Modulation of calcium currents and membrane properties by substance P in the lamprey spinal cord

Abstract

Substance P is endogenously released within the locomotor network of the adult lamprey, accelerates the burst frequency of fictive locomotion, and reduces the reciprocal inhibition. Previous studies have shown that dopamine, serotonin, and GABA regulate calcium channels, which control neurotransmitter release, action potential duration, and slow afterhyperpolarization (sAHP). Here we examine the effect of substance P on calcium channels in motoneurons and commissural interneurons using whole cell patch clamp in the lamprey spinal cord. This study analyzed the effects of substance P on calcium currents activated in voltage clamp.
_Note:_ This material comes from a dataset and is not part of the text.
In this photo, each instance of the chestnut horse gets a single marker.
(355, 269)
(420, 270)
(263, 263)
We examined the calcium-dependent sAHP in current clamp, to determine the involvement of three calcium channel subtypes modulated by substance P. The effects of substance P on membrane potential and during N-methyl-d-aspartic acid (NMDA) induced oscillations were also analyzed. Depolarizing voltage steps induced inward calcium currents. Substance P reduced the currents carried by calcium by 61% in commissural interneurons and by 31% in motoneurons. Using specific calcium channel antagonists, we show that substance P reduces the sAHP primarily by inhibiting N-type (CaV2.2) channels. Substance P depolarized both motoneurons and commissural interneurons, and we present evidence that this occurs due to an increased input resistance. We also explored the effects of substance P on NMDA-induced oscillations in tetrodotoxin and found it caused a frequency increase. Thus the reduction of calcium entry by substance P and the accompanying decrease of the sAHP amplitude, combined with substance P potentiation of currents activated by NMDA, may both contribute to the increase in fictive locomotion frequency.